Gossip Machine As An Information Trap

Gossip Machine As An Information Trap

Hot diggity! I made my first Web monitoring tool!

If you’ve been reading my stuff for a while you’ve heard me talk about Gossip Machine. At its core, Gossip Machine analyzes a Wikipedia article’s page views over a given time period and identifies days with unusually high page views. The idea is that audience attention indicates something happened, and since you have the “fossilized attention” of Wikipedia viewers available via view logs, you can apply that to create Wikipedia topic web/news searches that are temporally-focused in a meaningful way. (You can try Gossip Machine for yourself at WikiTwister.)

Yesterday I tried connecting Gossip Machine to a real news API and the results made me get up and dance, but I did not like the idea of having to manually run my searches every day to see if anything interesting had turned up in one of my topics.

So I turned my program into Google Apps Script and added it to a Google Sheet. Now every morning at 9am, GM Monitor will check Wikipedia’s page views of the day before for all the Wikipedia pages in my list. When it finds one with an view increase over a minimum amount, it performs a search of a news API and dockets the results. Then I get an email of everything when it’s finished.
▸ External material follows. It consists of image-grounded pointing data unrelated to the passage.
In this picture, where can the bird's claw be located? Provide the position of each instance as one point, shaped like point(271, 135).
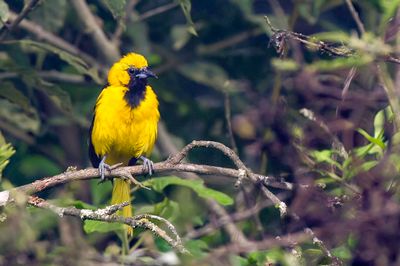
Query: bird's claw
point(102, 169)
point(148, 165)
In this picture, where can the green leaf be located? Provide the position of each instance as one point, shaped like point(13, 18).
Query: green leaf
point(6, 151)
point(371, 139)
point(186, 6)
point(340, 63)
point(285, 64)
point(90, 226)
point(180, 36)
point(8, 91)
point(158, 184)
point(16, 116)
point(76, 62)
point(51, 14)
point(167, 208)
point(207, 74)
point(4, 12)
point(325, 156)
point(116, 7)
point(197, 248)
point(342, 252)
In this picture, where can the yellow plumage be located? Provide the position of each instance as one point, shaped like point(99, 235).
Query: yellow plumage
point(125, 121)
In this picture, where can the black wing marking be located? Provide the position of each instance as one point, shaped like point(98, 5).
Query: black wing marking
point(94, 158)
point(132, 161)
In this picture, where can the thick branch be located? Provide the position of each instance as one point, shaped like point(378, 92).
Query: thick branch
point(27, 8)
point(108, 215)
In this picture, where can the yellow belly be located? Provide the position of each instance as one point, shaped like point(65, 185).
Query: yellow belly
point(121, 132)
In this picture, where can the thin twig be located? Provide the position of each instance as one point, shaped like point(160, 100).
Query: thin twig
point(235, 217)
point(171, 164)
point(158, 10)
point(49, 37)
point(322, 246)
point(25, 11)
point(356, 17)
point(228, 114)
point(108, 215)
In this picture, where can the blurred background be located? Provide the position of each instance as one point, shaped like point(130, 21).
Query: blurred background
point(318, 109)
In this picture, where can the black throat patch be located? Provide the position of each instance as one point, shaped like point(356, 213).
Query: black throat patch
point(136, 91)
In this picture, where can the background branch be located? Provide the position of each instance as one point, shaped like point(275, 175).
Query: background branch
point(108, 215)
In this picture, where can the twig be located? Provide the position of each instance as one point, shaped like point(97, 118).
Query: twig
point(163, 167)
point(238, 216)
point(27, 8)
point(356, 17)
point(104, 46)
point(278, 203)
point(286, 240)
point(49, 37)
point(209, 144)
point(227, 105)
point(158, 10)
point(108, 215)
point(321, 245)
point(50, 75)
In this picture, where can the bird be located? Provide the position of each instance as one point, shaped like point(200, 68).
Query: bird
point(124, 124)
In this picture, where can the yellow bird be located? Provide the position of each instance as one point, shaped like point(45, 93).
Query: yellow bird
point(124, 125)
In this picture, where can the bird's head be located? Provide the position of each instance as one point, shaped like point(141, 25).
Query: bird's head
point(130, 68)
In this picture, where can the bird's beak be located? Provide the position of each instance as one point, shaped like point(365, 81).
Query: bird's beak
point(145, 73)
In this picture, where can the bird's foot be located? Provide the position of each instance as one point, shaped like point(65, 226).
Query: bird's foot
point(102, 169)
point(148, 165)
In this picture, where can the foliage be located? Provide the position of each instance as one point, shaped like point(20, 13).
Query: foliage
point(326, 122)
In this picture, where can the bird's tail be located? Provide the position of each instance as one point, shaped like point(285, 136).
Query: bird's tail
point(122, 193)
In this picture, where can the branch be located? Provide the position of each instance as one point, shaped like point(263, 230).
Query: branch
point(49, 37)
point(27, 8)
point(356, 17)
point(172, 164)
point(108, 215)
point(280, 37)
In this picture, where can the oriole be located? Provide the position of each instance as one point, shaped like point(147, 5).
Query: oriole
point(124, 125)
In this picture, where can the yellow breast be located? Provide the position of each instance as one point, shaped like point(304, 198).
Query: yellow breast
point(121, 132)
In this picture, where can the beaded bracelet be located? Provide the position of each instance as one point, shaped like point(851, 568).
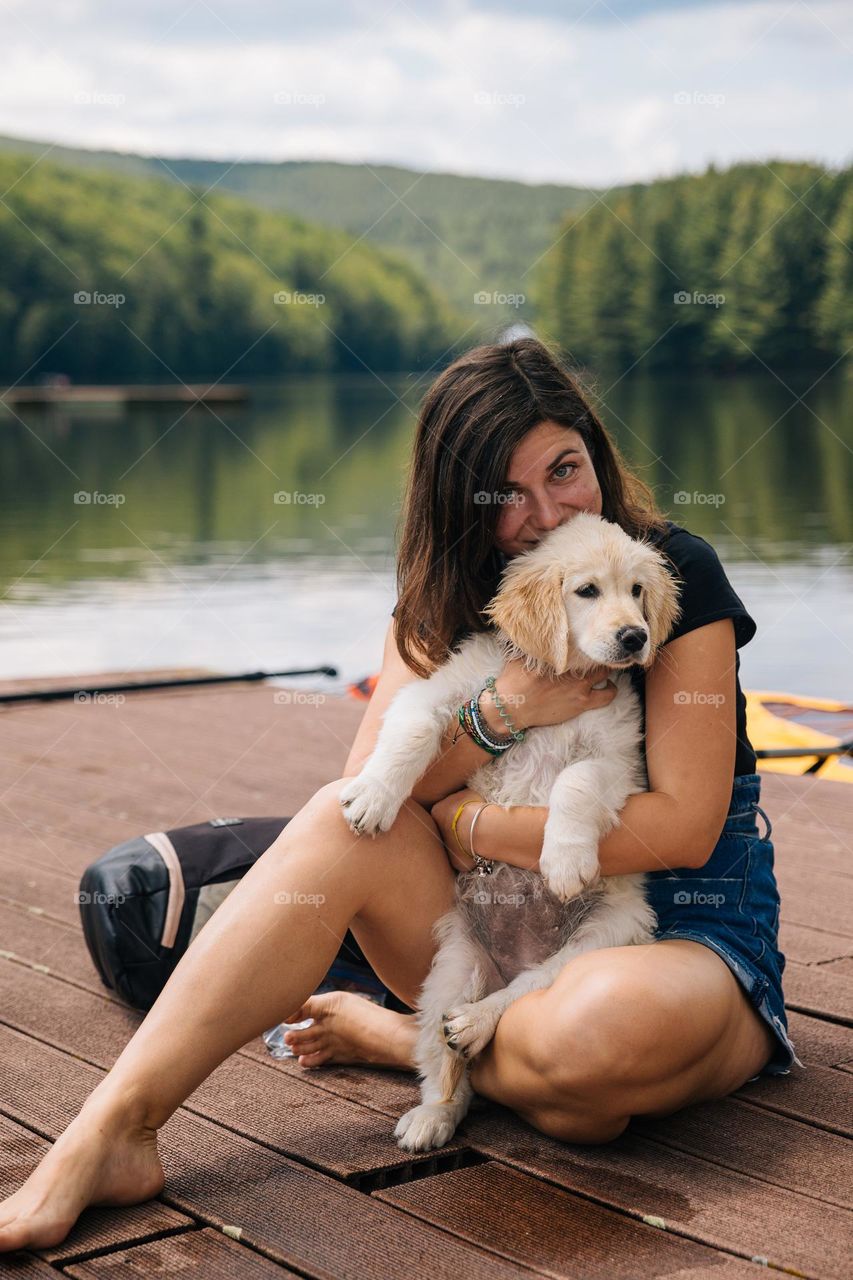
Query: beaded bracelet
point(470, 721)
point(518, 734)
point(484, 865)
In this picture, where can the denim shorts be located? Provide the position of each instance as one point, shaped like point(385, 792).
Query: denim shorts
point(731, 905)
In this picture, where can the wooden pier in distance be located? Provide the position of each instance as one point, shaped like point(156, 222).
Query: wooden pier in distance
point(172, 393)
point(273, 1170)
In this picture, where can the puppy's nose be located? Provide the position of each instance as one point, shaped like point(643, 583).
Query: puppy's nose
point(632, 639)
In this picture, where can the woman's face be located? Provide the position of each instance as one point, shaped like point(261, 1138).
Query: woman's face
point(550, 479)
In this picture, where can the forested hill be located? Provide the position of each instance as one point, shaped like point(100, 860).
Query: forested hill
point(730, 269)
point(465, 234)
point(197, 287)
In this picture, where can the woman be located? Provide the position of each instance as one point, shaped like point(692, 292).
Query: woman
point(507, 448)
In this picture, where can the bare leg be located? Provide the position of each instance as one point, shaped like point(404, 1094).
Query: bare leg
point(256, 960)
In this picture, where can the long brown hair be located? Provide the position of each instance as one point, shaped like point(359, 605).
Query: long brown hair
point(471, 419)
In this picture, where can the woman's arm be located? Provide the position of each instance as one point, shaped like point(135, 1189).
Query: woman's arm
point(690, 741)
point(456, 762)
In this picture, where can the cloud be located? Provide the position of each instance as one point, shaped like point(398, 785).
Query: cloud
point(576, 94)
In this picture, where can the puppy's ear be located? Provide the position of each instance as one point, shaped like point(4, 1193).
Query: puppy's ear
point(530, 609)
point(662, 608)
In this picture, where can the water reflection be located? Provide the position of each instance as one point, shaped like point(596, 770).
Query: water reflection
point(263, 534)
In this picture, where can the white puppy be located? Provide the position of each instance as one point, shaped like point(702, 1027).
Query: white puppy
point(588, 595)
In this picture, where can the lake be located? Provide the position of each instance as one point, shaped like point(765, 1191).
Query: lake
point(182, 556)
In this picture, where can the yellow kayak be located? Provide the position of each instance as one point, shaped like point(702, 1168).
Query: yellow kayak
point(792, 722)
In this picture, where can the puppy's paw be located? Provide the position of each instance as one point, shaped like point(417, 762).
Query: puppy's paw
point(368, 805)
point(427, 1127)
point(469, 1028)
point(570, 869)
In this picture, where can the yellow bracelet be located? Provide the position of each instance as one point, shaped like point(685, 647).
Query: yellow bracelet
point(456, 817)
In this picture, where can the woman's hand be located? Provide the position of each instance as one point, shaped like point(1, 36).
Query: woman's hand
point(442, 813)
point(530, 699)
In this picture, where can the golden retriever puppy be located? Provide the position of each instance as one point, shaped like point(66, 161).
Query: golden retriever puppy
point(587, 595)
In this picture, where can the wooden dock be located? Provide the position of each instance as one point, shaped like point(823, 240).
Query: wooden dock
point(273, 1170)
point(172, 393)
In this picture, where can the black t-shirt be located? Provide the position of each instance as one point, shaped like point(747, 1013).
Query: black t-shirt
point(706, 595)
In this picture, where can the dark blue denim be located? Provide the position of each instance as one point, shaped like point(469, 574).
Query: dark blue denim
point(731, 905)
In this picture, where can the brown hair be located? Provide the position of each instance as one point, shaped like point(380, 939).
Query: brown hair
point(473, 416)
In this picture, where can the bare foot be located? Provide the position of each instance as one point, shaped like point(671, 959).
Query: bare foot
point(100, 1159)
point(347, 1028)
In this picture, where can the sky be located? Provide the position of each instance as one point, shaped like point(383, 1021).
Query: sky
point(588, 94)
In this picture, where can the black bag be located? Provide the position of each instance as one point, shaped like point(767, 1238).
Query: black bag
point(144, 901)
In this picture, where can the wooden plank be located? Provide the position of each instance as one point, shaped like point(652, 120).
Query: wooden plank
point(209, 1253)
point(97, 1228)
point(250, 1097)
point(806, 945)
point(820, 901)
point(820, 1042)
point(524, 1219)
point(812, 990)
point(819, 1096)
point(226, 1180)
point(26, 1266)
point(763, 1146)
point(693, 1194)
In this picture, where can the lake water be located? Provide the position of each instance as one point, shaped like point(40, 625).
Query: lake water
point(197, 565)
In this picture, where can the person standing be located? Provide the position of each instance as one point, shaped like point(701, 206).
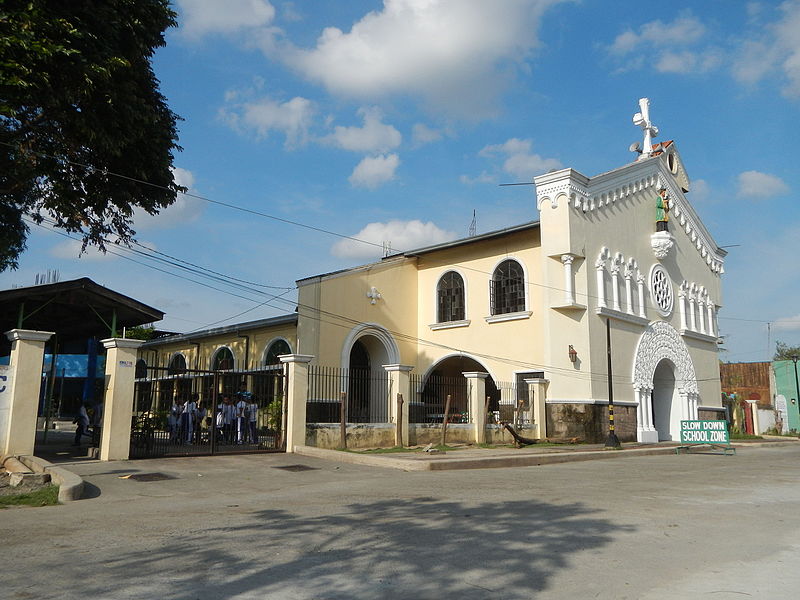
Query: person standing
point(252, 418)
point(82, 422)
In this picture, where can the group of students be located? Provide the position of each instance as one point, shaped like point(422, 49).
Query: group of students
point(184, 420)
point(236, 420)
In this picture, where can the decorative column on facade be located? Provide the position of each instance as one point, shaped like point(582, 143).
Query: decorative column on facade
point(399, 383)
point(629, 287)
point(640, 294)
point(569, 288)
point(711, 325)
point(682, 304)
point(616, 264)
point(537, 397)
point(296, 398)
point(600, 266)
point(701, 310)
point(645, 431)
point(477, 403)
point(19, 397)
point(115, 441)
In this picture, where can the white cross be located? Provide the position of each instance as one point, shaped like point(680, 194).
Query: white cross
point(642, 119)
point(374, 295)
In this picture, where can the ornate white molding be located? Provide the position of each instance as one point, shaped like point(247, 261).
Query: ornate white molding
point(658, 342)
point(662, 242)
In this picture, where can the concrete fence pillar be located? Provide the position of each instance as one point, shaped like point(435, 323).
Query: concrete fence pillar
point(19, 401)
point(296, 398)
point(115, 442)
point(477, 403)
point(399, 383)
point(537, 397)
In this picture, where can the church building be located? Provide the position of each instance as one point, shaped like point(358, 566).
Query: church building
point(620, 259)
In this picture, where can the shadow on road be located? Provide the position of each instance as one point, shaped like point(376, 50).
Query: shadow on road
point(420, 548)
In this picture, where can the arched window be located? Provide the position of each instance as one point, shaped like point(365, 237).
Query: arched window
point(275, 349)
point(507, 288)
point(450, 298)
point(177, 365)
point(223, 360)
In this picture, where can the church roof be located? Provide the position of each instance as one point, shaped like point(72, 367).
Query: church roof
point(464, 241)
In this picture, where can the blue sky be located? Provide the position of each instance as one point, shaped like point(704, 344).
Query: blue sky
point(392, 121)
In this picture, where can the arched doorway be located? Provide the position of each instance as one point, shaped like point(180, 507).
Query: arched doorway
point(367, 349)
point(446, 378)
point(664, 383)
point(665, 401)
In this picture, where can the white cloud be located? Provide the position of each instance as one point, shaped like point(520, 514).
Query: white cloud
point(788, 323)
point(520, 161)
point(665, 46)
point(421, 134)
point(484, 177)
point(71, 249)
point(401, 235)
point(293, 118)
point(455, 54)
point(374, 171)
point(184, 210)
point(374, 136)
point(201, 17)
point(684, 30)
point(754, 184)
point(776, 48)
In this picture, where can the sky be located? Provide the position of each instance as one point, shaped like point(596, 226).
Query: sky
point(309, 123)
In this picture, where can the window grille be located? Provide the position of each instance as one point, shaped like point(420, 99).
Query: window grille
point(507, 288)
point(450, 295)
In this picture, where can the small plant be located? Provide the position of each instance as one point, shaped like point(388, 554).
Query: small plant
point(45, 496)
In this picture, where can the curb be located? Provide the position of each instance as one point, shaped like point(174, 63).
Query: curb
point(70, 486)
point(488, 462)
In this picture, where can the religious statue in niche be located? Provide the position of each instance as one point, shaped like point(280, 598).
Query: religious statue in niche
point(662, 210)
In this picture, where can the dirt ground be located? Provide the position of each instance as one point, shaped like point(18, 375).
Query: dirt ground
point(23, 488)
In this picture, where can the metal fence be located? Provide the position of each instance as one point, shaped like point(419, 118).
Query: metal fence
point(430, 397)
point(365, 393)
point(196, 412)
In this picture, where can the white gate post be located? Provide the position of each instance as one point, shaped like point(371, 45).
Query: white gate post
point(115, 442)
point(21, 398)
point(399, 383)
point(477, 403)
point(296, 398)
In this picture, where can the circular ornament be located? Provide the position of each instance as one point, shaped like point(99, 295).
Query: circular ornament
point(661, 290)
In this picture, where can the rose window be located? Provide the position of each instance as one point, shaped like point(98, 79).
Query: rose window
point(661, 290)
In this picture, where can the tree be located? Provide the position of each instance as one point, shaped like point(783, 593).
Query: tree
point(85, 134)
point(785, 351)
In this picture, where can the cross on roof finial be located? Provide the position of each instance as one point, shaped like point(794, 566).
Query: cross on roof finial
point(642, 119)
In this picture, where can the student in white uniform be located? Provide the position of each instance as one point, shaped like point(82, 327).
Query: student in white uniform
point(252, 417)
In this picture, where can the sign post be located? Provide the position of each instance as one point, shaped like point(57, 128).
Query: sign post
point(710, 433)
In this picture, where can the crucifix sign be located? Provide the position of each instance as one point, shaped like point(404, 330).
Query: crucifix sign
point(642, 119)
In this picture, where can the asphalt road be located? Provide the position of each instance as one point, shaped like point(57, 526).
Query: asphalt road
point(697, 526)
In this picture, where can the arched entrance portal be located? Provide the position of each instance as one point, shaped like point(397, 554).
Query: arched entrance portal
point(665, 401)
point(366, 350)
point(664, 383)
point(447, 378)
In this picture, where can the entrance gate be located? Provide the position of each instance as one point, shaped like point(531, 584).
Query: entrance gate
point(184, 412)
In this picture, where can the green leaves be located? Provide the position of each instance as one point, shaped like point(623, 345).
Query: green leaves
point(79, 105)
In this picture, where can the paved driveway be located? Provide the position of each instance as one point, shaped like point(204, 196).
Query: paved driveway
point(700, 526)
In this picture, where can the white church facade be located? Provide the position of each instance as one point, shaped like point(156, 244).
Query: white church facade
point(530, 306)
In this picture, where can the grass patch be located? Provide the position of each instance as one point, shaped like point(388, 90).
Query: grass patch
point(44, 497)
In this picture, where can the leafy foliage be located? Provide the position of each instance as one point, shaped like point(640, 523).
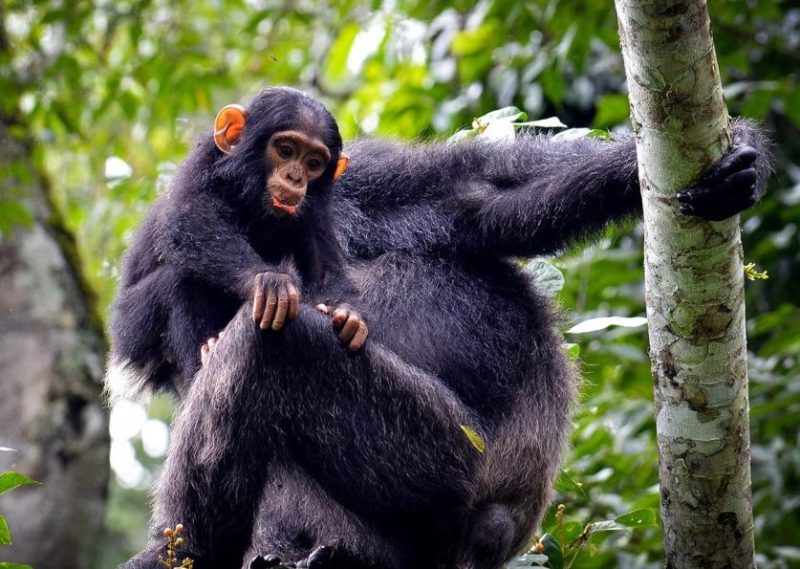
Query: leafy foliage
point(8, 481)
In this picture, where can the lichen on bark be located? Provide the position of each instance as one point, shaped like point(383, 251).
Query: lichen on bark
point(693, 286)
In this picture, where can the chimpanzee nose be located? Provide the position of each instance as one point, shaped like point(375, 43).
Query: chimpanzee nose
point(295, 175)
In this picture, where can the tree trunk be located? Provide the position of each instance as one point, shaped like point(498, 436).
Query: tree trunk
point(51, 361)
point(694, 287)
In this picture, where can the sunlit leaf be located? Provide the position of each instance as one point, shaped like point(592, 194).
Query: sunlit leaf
point(552, 549)
point(643, 517)
point(10, 480)
point(13, 214)
point(596, 324)
point(565, 483)
point(5, 533)
point(510, 114)
point(474, 438)
point(550, 122)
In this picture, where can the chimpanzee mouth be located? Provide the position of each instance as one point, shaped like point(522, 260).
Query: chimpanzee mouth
point(285, 208)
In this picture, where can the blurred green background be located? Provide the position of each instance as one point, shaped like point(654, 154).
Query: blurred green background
point(112, 95)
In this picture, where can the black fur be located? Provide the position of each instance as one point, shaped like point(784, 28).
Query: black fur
point(194, 260)
point(364, 452)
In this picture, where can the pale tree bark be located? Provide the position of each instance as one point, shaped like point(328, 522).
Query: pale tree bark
point(694, 287)
point(51, 362)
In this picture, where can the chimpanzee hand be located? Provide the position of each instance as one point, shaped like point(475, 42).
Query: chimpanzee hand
point(207, 348)
point(276, 297)
point(352, 328)
point(725, 189)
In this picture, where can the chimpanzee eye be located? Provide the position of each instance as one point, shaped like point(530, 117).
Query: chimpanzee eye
point(285, 150)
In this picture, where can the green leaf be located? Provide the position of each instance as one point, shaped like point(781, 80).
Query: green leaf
point(529, 560)
point(510, 114)
point(5, 533)
point(596, 324)
point(609, 525)
point(555, 559)
point(13, 214)
point(611, 110)
point(547, 279)
point(549, 122)
point(498, 130)
point(641, 518)
point(474, 438)
point(578, 133)
point(572, 531)
point(573, 351)
point(565, 483)
point(465, 134)
point(10, 480)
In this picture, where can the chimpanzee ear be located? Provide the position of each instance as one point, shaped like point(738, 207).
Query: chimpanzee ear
point(341, 165)
point(228, 127)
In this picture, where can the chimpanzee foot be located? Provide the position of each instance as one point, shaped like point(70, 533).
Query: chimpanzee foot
point(321, 558)
point(265, 561)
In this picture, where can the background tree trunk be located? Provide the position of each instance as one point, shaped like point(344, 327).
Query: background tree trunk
point(51, 361)
point(694, 287)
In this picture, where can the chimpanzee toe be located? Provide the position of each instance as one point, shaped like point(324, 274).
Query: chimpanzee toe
point(264, 561)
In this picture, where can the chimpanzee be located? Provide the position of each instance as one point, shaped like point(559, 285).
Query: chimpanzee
point(288, 448)
point(248, 217)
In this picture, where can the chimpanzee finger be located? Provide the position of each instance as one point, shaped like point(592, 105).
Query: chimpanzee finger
point(283, 307)
point(340, 315)
point(350, 328)
point(259, 302)
point(269, 310)
point(736, 159)
point(294, 301)
point(359, 338)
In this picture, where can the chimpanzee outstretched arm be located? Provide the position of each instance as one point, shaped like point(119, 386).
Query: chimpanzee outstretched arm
point(533, 196)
This is going to be VERY useful, but even better it taught me enough about using Google Apps Script and MailApp that I think I can use the same API service to set up some news monitoring tools as Google Alerts gets more and more disappointing. And it won’t cost me a zillion dollars a month, either! Take that, Talkwalker! 😂

A screenshot of an email from GM Monitor. It shows three example Wikipedia topics: geothermal power, Tony Evers, and Caitlin Clark. The last topic, Caitlin Clark, lists two related news articles.